Doug Wayland, alleged president of the Bard College Elvis Presley Fan Club, maintains a skeptical optimism. “None of these stories have been confirmed. I think it would be interesting if he did show up, but no one has come to me with any proof.” Wayland stated that the process of officially naming the trailers, first proposed by fan club members, was well underway, and that the signs had already been ordered. He hypothesized that Elvis’s shade might also have been attracted by the presence of the fan club here on campus. He stated that he has not yet seen a manifestation of the King personally: “I’ve sort of been keeping an eye out.” Wayland did not comment on the allegations of cabalistic rituals at club meetings.
Daphne Gottleib, chairperson of the Entertainment committee, discussed the possibility of having the deceased singer’s ghost perform on campus, but is cautious about raising hopes: “Elvis wants too much money. We’ve tried to talk him down, but he’s very booked up with his appearances for the tabloids. We’d love to have him.”
Administration response to the presence of The King on campus has been varied. According to Chuck Simmons, director of B & G, he knew nothing of plans to name the trailers, and added that he believes that they will even be removed by spring semester. Told of the ghostly appearances, he simply stated, “Oh my God.”
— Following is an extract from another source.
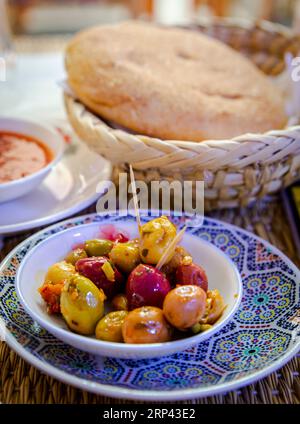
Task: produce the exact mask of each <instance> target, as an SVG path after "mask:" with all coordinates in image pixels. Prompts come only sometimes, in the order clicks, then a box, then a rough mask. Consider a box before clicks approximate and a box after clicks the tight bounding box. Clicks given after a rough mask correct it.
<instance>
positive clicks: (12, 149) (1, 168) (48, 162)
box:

Dean Stuart Levine expressed a cautious interest in Elvis’s nocturnal visitations. Said Levine: “I would hope that if the ghost of Elvis has chosen to occupy or be on Annandale road, he would choose a time when a greater number of students would sight him—2 or 3 o’clock in the morning seems nonsensical to me. Midday would be more interesting.”
Asked if the administration had any specific viewpoint on The King’s presence on campus, Levine stated: “We don’t have any existing policy on the visitation of ghosts on campus, but a guest pass would be in order. I assume the ghost knows that to get a guest pass you would go to security. A public appearance might also be in order, if he wants to stick around, perhaps in the main dining room at dinner.”
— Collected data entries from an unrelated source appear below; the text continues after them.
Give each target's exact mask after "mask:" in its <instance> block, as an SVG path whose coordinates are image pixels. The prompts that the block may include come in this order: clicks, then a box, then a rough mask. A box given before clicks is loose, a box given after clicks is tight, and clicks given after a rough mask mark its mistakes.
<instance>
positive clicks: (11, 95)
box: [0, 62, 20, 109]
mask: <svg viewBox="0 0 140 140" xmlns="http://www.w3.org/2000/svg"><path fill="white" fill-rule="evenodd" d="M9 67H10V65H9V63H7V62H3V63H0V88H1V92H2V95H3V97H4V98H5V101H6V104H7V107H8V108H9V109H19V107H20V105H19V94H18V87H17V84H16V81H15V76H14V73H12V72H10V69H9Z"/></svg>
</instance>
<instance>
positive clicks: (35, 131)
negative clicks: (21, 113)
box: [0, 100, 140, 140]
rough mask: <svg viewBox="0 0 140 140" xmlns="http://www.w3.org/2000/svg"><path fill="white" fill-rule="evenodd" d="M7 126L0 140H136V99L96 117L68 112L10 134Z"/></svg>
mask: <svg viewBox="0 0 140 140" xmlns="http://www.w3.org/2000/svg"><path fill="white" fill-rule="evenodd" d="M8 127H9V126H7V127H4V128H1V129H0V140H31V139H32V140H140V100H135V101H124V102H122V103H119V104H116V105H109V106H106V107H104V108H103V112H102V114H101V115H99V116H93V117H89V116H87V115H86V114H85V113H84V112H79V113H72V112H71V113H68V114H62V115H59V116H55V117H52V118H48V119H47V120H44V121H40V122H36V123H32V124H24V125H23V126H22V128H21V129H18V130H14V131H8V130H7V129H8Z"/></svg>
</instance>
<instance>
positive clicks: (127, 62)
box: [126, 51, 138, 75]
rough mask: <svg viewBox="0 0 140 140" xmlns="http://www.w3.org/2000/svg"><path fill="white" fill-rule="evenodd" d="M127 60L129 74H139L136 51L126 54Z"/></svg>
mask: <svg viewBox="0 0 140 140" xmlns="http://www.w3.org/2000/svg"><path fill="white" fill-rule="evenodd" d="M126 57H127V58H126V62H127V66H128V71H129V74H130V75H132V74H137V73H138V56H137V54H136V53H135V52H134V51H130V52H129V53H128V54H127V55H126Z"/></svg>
Levine commented on a story he read in a periodical while waiting on line at Grand Union several weeks ago, in which it was reported that Elvis might actually be alive. “It could be that we don’t have a ghost here, but we really have Elvis,” he speculates.
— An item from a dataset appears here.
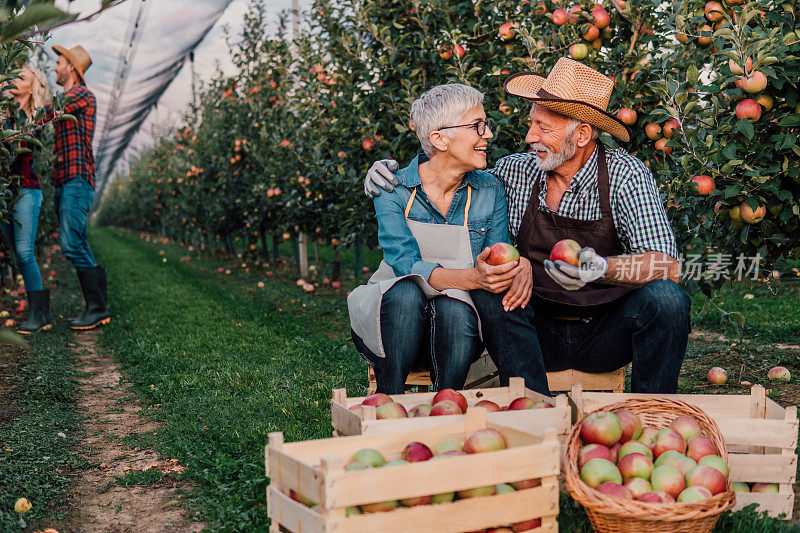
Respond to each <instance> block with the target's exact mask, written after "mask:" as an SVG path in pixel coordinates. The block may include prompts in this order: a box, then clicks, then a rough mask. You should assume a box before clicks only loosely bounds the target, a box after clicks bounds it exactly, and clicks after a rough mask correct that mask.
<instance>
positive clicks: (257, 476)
mask: <svg viewBox="0 0 800 533" xmlns="http://www.w3.org/2000/svg"><path fill="white" fill-rule="evenodd" d="M92 242H93V247H94V249H95V251H96V255H98V256H99V258H100V260H101V262H102V263H104V264H105V266H106V268H107V270H108V272H109V286H110V292H111V294H112V306H113V312H114V316H115V318H114V321H113V322H112V324H111V325H110V326H109V327H107V328H106V329H105V330H104V332H103V334H102V336H101V343H102V344H103V345H104V346H106V347H107V348H108V349H110V350H111V351H113V352H114V353H115V355H116V357H117V358H118V359H119V360H120V361H121V362H122V363H123V365H124V367H125V369H126V371H127V375H128V377H129V379H130V380H131V381H132V382H133V383H134V384H135V387H136V391H137V393H138V395H139V396H140V398H141V399H142V400H143V402H144V403H145V404H146V405H148V409H147V412H148V413H151V414H152V416H154V417H155V418H157V419H158V420H159V421H161V422H162V429H160V430H158V431H157V432H156V433H155V434H151V435H146V436H143V437H141V438H142V440H144V441H147V442H148V443H153V445H154V446H155V448H156V449H157V451H158V452H159V454H160V455H161V457H162V458H175V459H178V461H179V462H180V464H182V465H185V466H186V467H187V468H186V471H185V473H184V474H183V475H182V477H183V478H184V479H186V480H188V481H190V482H191V487H192V489H191V491H190V492H189V494H187V496H186V505H187V506H188V507H190V508H191V510H192V511H193V514H194V511H196V512H197V514H198V516H199V518H200V519H202V520H204V521H207V522H208V524H209V529H210V530H211V531H263V530H265V529H266V525H267V523H268V522H267V516H266V514H267V513H266V505H265V503H266V502H265V497H264V489H265V487H266V485H267V483H268V480H267V479H266V478H265V477H264V465H263V452H264V449H263V447H264V444H265V443H266V441H267V434H268V433H269V432H271V431H278V430H279V431H283V432H284V434H285V438H286V440H287V441H296V440H302V439H309V438H321V437H328V436H330V434H331V426H330V413H329V408H328V401H329V399H330V394H331V389H332V388H337V387H346V388H347V389H348V391H350V392H351V394H353V395H358V394H361V393H364V392H365V385H366V383H365V381H366V380H365V366H364V364H363V363H362V362H361V360H360V358H359V357H358V356H357V355H356V354H355V351H354V349H353V348H352V346H351V343H350V340H349V334H348V333H349V332H348V318H347V310H346V306H345V304H344V297H345V294H346V290H347V289H348V288H350V287H351V286H352V285H353V282H352V281H349V282H346V287H345V288H343V289H339V290H338V291H337V290H333V289H330V288H326V287H325V286H322V285H320V286H318V288H317V290H316V291H315V292H314V293H312V294H308V293H304V292H303V291H302V290H300V288H298V287H297V286H295V285H294V283H293V281H294V279H296V277H297V276H296V274H294V271H293V269H291V268H289V267H282V268H277V269H276V268H275V265H272V266H270V267H264V265H255V264H254V263H253V261H252V260H247V259H244V260H243V259H236V258H227V259H226V258H214V257H201V256H199V255H197V254H191V259H190V260H188V261H186V260H182V258H183V259H185V258H186V256H187V251H186V250H185V249H183V248H181V247H178V246H175V245H172V244H165V243H163V242H159V241H157V240H155V239H152V238H150V239H149V242H147V241H143V240H141V239H140V238H139V237H138V236H137V235H136V234H133V233H129V232H120V231H116V230H109V229H99V230H95V231H94V233H93V234H92ZM320 252H321V253H320V255H321V256H322V250H321V251H320ZM365 255H366V254H365ZM243 261H244V262H245V263H246V266H244V267H243V266H242V262H243ZM220 266H224V267H227V268H229V269H230V270H231V271H232V274H231V275H224V274H219V273H218V272H217V268H218V267H220ZM245 269H249V270H250V273H246V272H245V271H244V270H245ZM267 270H269V271H273V272H274V276H273V277H266V271H267ZM320 277H322V275H321V276H320ZM258 281H263V282H265V286H264V287H263V288H258V287H257V286H256V282H258ZM739 290H740V289H739V288H734V289H733V290H729V292H724V293H723V299H727V301H728V302H734V301H736V302H737V303H738V300H736V298H735V297H734V296H731V295H733V294H736V291H739ZM747 290H750V289H747ZM753 290H760V289H758V288H756V289H753ZM780 290H784V289H780ZM759 294H760V293H759ZM782 298H783V295H782V296H781V298H773V299H771V300H774V301H772V302H771V303H770V302H766V301H764V302H761V301H759V303H760V304H762V303H763V304H764V305H765V306H766V308H765V310H759V311H753V309H754V308H753V307H748V305H749V304H751V303H754V300H743V299H742V298H740V300H742V305H743V308H744V309H745V311H746V313H745V314H746V315H747V316H748V323H747V324H748V325H747V327H752V328H754V329H753V330H752V331H753V332H762V331H763V332H767V331H768V330H769V329H770V323H771V321H773V320H774V319H773V318H772V317H774V316H779V315H783V318H784V323H785V324H787V326H786V327H787V328H788V329H787V330H786V331H788V332H791V331H796V330H793V329H791V328H793V327H795V326H796V324H797V323H798V321H800V319H799V318H798V315H799V314H800V311H798V310H797V309H793V308H789V309H786V310H781V309H779V307H780V306H782V305H783V303H782V302H781V301H780V300H781V299H782ZM759 299H762V298H761V296H759ZM763 299H764V300H766V299H765V298H763ZM726 303H727V302H726ZM751 311H752V312H751ZM697 318H698V321H699V322H700V323H701V324H702V325H703V327H704V328H708V329H710V330H713V331H717V332H720V333H726V334H729V331H728V330H726V329H725V328H724V327H720V326H719V325H718V324H717V323H716V322H715V320H716V319H715V318H714V317H713V316H697ZM792 324H794V325H795V326H793V325H792ZM746 331H747V330H746ZM764 338H765V337H760V338H758V340H757V341H753V342H752V343H750V344H744V345H738V346H734V347H731V346H730V344H731V343H730V342H728V341H714V342H709V343H703V344H702V345H699V346H698V345H693V347H692V348H691V350H690V353H689V354H688V355H687V364H686V371H685V372H684V375H683V376H682V379H681V388H682V390H684V391H692V392H705V390H700V391H698V390H696V389H695V388H696V387H698V386H700V385H701V384H702V383H703V379H704V378H703V376H704V374H703V372H705V371H706V370H707V368H708V366H713V365H712V363H717V362H719V361H723V362H726V361H727V362H730V364H731V365H734V364H740V363H741V362H743V361H750V359H748V358H751V357H752V358H753V360H754V362H752V364H751V363H748V365H750V367H752V368H750V367H748V368H749V369H748V370H747V372H752V373H753V375H757V373H759V372H761V367H762V366H763V364H764V362H765V361H771V360H772V359H771V358H775V359H777V358H779V357H783V356H780V355H779V352H776V351H774V347H773V346H771V345H770V344H769V343H764V341H763V339H764ZM783 342H785V341H783ZM781 353H782V352H781ZM755 355H762V356H764V357H762V359H764V360H763V361H762V360H758V361H755V357H754V356H755ZM748 375H749V374H746V373H745V374H742V376H741V377H746V376H748ZM788 385H792V384H788ZM786 390H788V391H789V392H790V393H791V390H789V389H786ZM735 391H736V390H735V389H734V388H729V389H726V392H735ZM132 444H133V443H132ZM151 475H155V474H151ZM148 480H149V481H148ZM136 481H139V482H152V481H153V480H150V478H147V477H144V474H143V473H129V474H127V475H126V476H124V477H123V478H122V479H120V480H119V481H118V482H123V483H127V482H131V483H132V482H136ZM559 522H560V525H561V530H562V531H574V532H576V533H577V532H584V531H588V526H587V523H586V518H585V514H584V513H583V511H582V509H580V508H579V507H577V506H576V505H575V504H574V502H572V501H571V500H570V499H569V498H562V502H561V515H560V520H559ZM788 530H789V529H786V524H785V523H784V522H781V521H779V520H775V519H764V518H760V517H756V516H755V515H754V514H753V513H752V512H741V513H737V514H734V515H726V516H725V517H724V518H723V520H722V521H721V522H720V525H719V526H718V527H717V530H716V531H720V532H722V531H724V532H726V533H728V532H739V533H749V532H755V531H764V532H772V531H775V532H777V531H788Z"/></svg>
College President Leon Botstein flatly refuses to acknowledge the presence of Elvis on campus, deceased or otherwise, additionally stating that “I wouldn’t even recognize him if I saw him.” Botstein is openly cynical about the possibility of any supernatural entities visiting or residing on the Bard grounds. Said Botstein, “I admire the imagination of those who see it, and hope that the inspiration is from an honest experience, and that those involved derive enjoyment from it.”